実は1955年から1967年まで「日本ダービーの勝馬」は出走資格がありませんでした。これにより敗者復活戦のような意味合いを帯び、この規定がなくなった以降も「残念ダービー」の俗称が残りました。競馬歴の長いファンの方は、ご存知かもしれませんね。

今年も将来有望な3歳馬が集結します。
中でも注目は、タニノギムレット産駒のブラックスピネル。収得賞金不足で日本ダービーへの出走はかないませんでしたが、ここまでオープン特別を2勝、1週前の追い切りでは自己ベストの4ハロン50秒6をマークするなど、ベストな状態でレースに臨めそうです。

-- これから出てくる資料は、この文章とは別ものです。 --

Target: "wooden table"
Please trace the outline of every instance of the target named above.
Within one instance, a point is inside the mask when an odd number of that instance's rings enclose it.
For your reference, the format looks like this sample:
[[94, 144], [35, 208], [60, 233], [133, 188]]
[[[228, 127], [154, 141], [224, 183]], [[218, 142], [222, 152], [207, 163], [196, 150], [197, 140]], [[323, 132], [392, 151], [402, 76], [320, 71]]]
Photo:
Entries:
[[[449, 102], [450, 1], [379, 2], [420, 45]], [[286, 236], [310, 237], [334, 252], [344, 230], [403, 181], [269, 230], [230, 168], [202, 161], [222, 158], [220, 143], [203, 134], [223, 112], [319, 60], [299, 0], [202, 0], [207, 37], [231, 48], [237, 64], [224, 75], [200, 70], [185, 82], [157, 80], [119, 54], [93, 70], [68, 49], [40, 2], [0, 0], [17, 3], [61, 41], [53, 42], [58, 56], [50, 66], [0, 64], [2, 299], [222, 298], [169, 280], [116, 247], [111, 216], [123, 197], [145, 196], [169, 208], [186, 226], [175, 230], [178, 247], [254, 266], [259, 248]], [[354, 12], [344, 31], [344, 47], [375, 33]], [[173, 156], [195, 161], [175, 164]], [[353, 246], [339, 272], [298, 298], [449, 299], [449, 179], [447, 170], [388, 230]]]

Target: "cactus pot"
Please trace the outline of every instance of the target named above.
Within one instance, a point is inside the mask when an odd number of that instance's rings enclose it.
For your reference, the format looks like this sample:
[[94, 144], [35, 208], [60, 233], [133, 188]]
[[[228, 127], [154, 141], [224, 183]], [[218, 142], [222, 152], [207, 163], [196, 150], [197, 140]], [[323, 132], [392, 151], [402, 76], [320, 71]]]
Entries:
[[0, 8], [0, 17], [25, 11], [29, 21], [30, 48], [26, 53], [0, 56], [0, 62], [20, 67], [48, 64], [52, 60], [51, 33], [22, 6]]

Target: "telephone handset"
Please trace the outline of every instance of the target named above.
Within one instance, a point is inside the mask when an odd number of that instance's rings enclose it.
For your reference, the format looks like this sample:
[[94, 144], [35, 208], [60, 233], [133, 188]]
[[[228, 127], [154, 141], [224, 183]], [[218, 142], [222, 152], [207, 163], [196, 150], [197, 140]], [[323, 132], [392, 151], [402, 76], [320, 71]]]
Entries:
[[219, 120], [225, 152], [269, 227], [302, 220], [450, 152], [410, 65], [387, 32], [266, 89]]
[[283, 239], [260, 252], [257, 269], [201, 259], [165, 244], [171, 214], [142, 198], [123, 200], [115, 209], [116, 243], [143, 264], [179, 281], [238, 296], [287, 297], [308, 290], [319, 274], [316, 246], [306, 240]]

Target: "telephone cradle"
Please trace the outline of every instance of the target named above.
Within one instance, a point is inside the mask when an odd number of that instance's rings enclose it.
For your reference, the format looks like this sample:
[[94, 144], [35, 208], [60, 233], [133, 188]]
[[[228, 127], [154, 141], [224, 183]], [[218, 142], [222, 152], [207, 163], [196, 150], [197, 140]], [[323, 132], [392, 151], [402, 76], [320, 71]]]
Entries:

対するは、2013年のセレクトセール当歳馬セッションで6300万円の高額で取引された良血馬ピックミータッチ。伯母のシンコウラブリイを筆頭に多くの活躍馬を輩出した牝系で、まだまだ心身共に成長の余地を残すものの、出走メンバー上位にも引けをとらないでしょう。未知数な成長分を差し引いたとしても、この馬の持つポテンシャルに期待したいところです。

他にもディープインパクト産駒のゼーヴィント、コースや展開に合わせた自在性が強みのダイワドレッサー、素晴らしい瞬発力を持つベーカバド産駒のアップクォークなどがいます。

ゴール前の上り坂に加え、スピードの持続性が必要な福島競馬場の芝1800m。開幕週の新緑映えるコースで激突する3歳馬限定のハンデキャップ戦に要注目です。